Search code examples
python-3.xpandasstatisticsnormal-distribution

Generating a list of categorical variables where categorical count is normally distributed


I aim to generate some synthetic data of 1000 rows (to be represented in a pd.DataFrame object) populated with a set of categorical variables.

Suppose I have a dict object of all possible categorical variables which can exist.

The list is sorted in priority order, with 'Aaa' being highest priority and 'NR' being lowest priority.

credit_score_types = {
    'Aaa':0,
    'Aa1':1,
    'Aa2':2,
    'Aa3':3,
    'A1':4,
    'A2':5,
    'A3':6,
    'Baa1':7,
    'Baa2':8,
    'Baa3':9,
    'Ba1':10,
    'Ba2':11,
    'Ba3':12,
    'B1':13,
    'B2':14,
    'B3':15,
    'Caa':16,
    'Ca':17,
    'C':18,
    'e, p':19,
    'WR':20,
    'unsolicited':21,
    'NR':22
}

The dict object key with the median value will represent the "peak" of the Normal Distribution.

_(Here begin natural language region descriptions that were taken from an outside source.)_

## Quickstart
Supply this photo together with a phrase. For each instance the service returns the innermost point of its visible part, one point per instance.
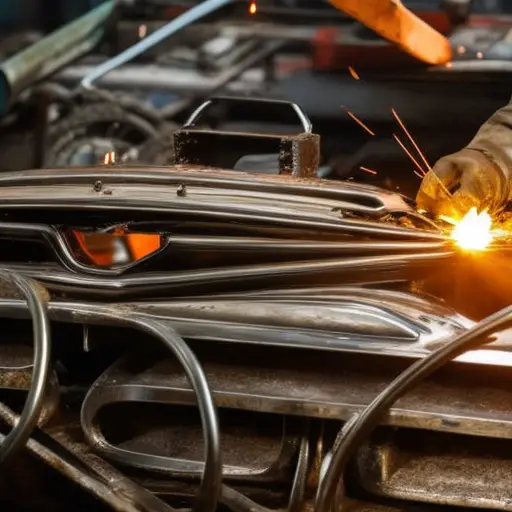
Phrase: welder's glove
(479, 175)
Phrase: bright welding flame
(473, 232)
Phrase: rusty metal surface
(16, 375)
(298, 155)
(160, 437)
(64, 451)
(439, 469)
(319, 386)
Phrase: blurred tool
(391, 20)
(457, 10)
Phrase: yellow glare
(473, 232)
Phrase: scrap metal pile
(206, 338)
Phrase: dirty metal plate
(220, 194)
(438, 468)
(313, 272)
(168, 438)
(326, 385)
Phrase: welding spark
(353, 73)
(359, 122)
(421, 172)
(473, 232)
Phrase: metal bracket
(298, 154)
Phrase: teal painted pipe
(53, 52)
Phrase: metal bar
(190, 16)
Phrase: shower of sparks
(421, 172)
(109, 158)
(359, 122)
(353, 73)
(411, 139)
(473, 232)
(369, 171)
(418, 150)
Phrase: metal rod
(192, 15)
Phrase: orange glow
(473, 232)
(109, 158)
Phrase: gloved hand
(479, 175)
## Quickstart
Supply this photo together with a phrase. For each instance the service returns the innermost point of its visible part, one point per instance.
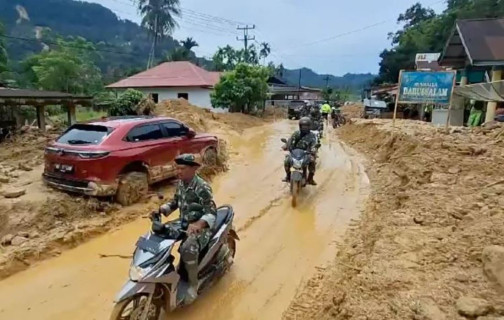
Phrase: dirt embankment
(37, 222)
(427, 244)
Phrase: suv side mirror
(191, 133)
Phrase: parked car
(295, 109)
(121, 156)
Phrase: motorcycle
(338, 120)
(318, 129)
(156, 283)
(299, 172)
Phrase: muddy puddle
(280, 246)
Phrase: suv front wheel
(133, 186)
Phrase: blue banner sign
(426, 87)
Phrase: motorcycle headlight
(297, 164)
(136, 273)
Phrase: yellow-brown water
(280, 246)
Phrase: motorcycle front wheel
(295, 186)
(132, 308)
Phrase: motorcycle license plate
(63, 168)
(148, 245)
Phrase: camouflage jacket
(307, 142)
(197, 192)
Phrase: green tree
(424, 31)
(3, 51)
(179, 54)
(126, 104)
(68, 67)
(242, 90)
(265, 51)
(158, 16)
(183, 53)
(226, 58)
(189, 43)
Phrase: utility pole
(246, 36)
(327, 78)
(299, 84)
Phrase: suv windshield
(84, 134)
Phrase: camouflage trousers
(288, 164)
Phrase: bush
(126, 104)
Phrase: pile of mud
(353, 111)
(26, 145)
(204, 120)
(43, 222)
(419, 250)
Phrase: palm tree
(189, 43)
(265, 51)
(158, 16)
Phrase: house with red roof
(173, 80)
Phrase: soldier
(306, 140)
(194, 199)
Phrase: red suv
(121, 156)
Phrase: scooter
(300, 159)
(156, 283)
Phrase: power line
(352, 31)
(246, 36)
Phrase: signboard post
(421, 87)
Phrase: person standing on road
(306, 140)
(325, 110)
(194, 199)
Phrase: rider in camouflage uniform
(306, 140)
(194, 199)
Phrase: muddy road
(280, 246)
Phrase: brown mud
(436, 203)
(43, 222)
(280, 247)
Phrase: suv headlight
(136, 273)
(93, 154)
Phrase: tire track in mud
(280, 246)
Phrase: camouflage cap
(187, 159)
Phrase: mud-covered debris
(34, 235)
(473, 307)
(427, 309)
(18, 240)
(7, 239)
(493, 263)
(13, 193)
(24, 167)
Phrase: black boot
(310, 180)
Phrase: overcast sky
(328, 36)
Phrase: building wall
(197, 96)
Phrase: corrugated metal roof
(484, 39)
(170, 74)
(480, 41)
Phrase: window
(82, 134)
(145, 133)
(174, 129)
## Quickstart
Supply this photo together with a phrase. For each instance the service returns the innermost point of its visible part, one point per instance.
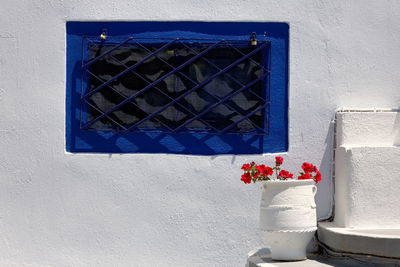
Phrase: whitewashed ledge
(262, 258)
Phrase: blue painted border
(197, 144)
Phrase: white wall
(59, 209)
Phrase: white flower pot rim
(308, 181)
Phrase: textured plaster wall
(60, 209)
(367, 170)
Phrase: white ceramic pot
(288, 217)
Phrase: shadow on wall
(396, 129)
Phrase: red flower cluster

In this case 'Ba2' will be the "peak" of the Normal Distribution.

The expected outcome:

To randomly assign a pd.DataFrame with 1000 rows (or a populated list with length 1000) using categorical variables from the above dict object. The assignment of categorical variables will follow a Normal Distribution.

'Baa2' will have the highest count.

If a bar chart is plotted with the count of each categorical occurrence, I would observe a graph of normally distributed shape (similar to below).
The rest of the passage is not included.